BEIJING (Reuters) - China's government said on Wednesday that a Chinese man arrested near Taipei after crossing the Taiwan Strait on a speedboat was acting on his own and that Taiwan should not be so suspicious, in a case that has alarmed Taiwanese security officials.

Taiwan's coast guard arrested the man on Sunday in the coastal neighbourhood of Tamsui after his boat entered a river that leads into Taipei amid ongoing tensions between Taiwan and China.

Taiwan says the man is a former Chinese navy captain who could have been probing the island's defences.

Speaking at a regular news briefing in Beijing, Chen Binhua, spokesperson for China's Taiwan Affairs Office, said what the man had done was "purely his personal action".

"There is no need for the Democratic Progressive Party authorities to see soldiers hiding behind every tree and bush, carrying out political manipulation while pretending to act earnestly," he said, referring to Taiwan's ruling party.

The man will be punished once he returns to China, Chen added, without giving details.

Taiwan, which did not detect his boat before it got close to the coast, has not indicated when or if it will send him back, saying the legal authorities are still investigating.
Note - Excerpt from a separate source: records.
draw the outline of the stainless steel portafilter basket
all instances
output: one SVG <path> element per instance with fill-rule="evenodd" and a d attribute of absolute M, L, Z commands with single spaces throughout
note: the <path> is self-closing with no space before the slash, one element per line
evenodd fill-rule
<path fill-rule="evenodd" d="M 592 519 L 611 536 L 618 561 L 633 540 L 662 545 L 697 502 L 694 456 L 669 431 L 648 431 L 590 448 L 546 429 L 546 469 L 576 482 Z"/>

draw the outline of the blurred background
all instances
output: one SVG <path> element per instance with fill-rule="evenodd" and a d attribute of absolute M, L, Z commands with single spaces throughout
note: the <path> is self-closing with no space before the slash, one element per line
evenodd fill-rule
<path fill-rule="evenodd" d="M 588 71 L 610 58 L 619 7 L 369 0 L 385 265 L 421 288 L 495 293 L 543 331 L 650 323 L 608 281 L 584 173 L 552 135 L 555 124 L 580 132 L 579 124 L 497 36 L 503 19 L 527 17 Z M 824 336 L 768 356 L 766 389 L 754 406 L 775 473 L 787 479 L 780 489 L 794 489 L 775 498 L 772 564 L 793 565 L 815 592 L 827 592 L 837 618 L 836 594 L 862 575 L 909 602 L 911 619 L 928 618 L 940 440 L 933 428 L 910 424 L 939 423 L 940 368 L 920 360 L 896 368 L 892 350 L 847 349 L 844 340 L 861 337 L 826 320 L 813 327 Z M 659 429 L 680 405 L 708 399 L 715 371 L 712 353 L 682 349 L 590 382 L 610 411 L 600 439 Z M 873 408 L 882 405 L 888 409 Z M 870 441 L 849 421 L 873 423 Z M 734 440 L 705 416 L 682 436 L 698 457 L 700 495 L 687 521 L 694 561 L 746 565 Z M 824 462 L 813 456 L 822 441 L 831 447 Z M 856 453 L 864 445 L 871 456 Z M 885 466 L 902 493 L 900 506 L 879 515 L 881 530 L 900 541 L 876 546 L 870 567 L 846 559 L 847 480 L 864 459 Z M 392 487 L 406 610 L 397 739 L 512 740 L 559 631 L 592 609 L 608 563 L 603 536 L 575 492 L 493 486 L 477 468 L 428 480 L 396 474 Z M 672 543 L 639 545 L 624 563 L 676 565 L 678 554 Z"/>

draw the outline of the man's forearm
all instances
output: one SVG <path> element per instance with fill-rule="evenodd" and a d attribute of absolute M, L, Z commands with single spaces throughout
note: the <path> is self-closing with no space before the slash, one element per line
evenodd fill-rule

Taiwan National Security Bureau Director-General Tsai Ming-yen, speaking at parliament in Taipei on Wednesday, said they were not excluding any possibilities for the man's motivation, including whether China's government was involved.

The man's apparent military background made the case rather unusual, Tsai added.

"There are many areas of doubt that still need to be further clarified," he said.

Taiwan has complained in recent years that China has been using so-called grey zone warfare designed to exhaust a foe by irregular tactics without resorting to open combat, such as flying surveillance balloons over the island. Tsai said the speedboat incident might be just such a tactic.

Taiwan's coast guard said that the man crossed the strait from China's Fujian province, which sits opposite Taiwan, and that it does not believe he came to Taiwan seeking political asylum.